Salesforce x Databricks Partnership | Salesforce Dictionary
At Data + AI Summit 2026, Salesforce and Databricks expanded their Zero Copy partnership to give Agentforce agents governed access to lakehouse data without moving it. Here is what is GA now and what is still a roadmap promise.

Salesforce and Databricks Expand AI Agent Partnership at Data + AI Summit 2026
An Agentforce agent gets asked to flag which open opportunities belong to accounts that a churn model scored as high-risk last night. The pipeline records live in Salesforce. The churn scores live in a Databricks notebook that never touches the CRM. Today, that agent answers with half the picture, because it can only see what already sits in Data 360. The partnership Salesforce and Databricks announced this week is aimed squarely at closing that gap.

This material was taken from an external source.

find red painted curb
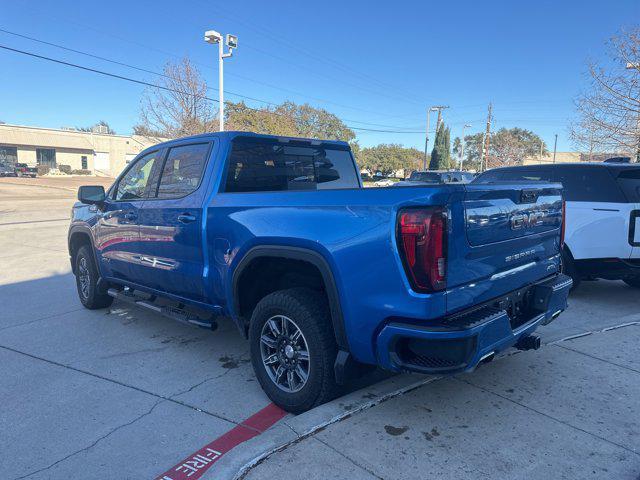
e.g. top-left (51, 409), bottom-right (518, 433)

Salesforce announced an expanded partnership with Databricks on June 16, 2026, at Databricks Data + AI Summit 2026 in San Francisco. The summit ran June 15 to 18 at Moscone Center and drew more than 30,000 data and AI professionals in person, with tens of thousands more virtual across 150-plus countries. The headline is simple to state. AI agents need trusted data, and most enterprises keep that data in two places at once.
The Problem This Solves
Enterprise data is split. Salesforce holds the CRM records: accounts, pipeline, cases, contacts, the operational system of record. Databricks holds the lakehouse: raw event data, ML models, custom feature sets, the analytical heavy lifting. These are not competing stores. They are two halves of the same enterprise, and they rarely talk to each other cleanly.

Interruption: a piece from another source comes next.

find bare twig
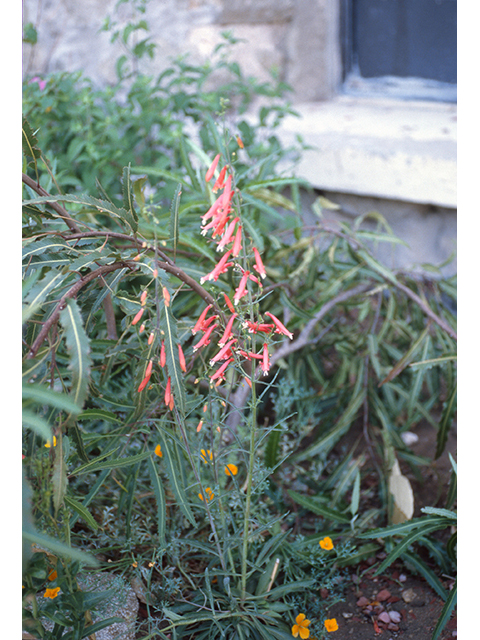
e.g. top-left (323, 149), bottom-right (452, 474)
top-left (22, 173), bottom-right (80, 233)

When an Agentforce agent runs, it works with whatever is in Salesforce Data 360. That is the constraint. If the answer requires a model output or a feature set that lives only in Databricks, the agent either guesses or asks a human to go look. Neither is acceptable at enterprise scale.
The expanded partnership builds on the existing Zero Copy link between Salesforce Data 360 and Databricks Unity Catalog. Zero Copy is the load-bearing idea. No ETL, no duplicate pipelines, no nightly sync jobs, no second copy of the data to secure and reconcile. The agent queries the data where it already lives. That removes both the engineering cost of moving data and the compliance risk of copying it.
Rahul Auradkar, President and GM of Data Foundations at Salesforce, framed it directly: "The challenge is no longer building more agents. It's giving agents the trusted data, business context, governance, and workflows required to operate safely at enterprise scale."
Andy Kofoid, President of Global Field Operations at Databricks, said the same thing from the data side: "Customers want AI agents to become a larger part of how work gets done. They need access to trusted data, business context, and governance controls wherever information lives."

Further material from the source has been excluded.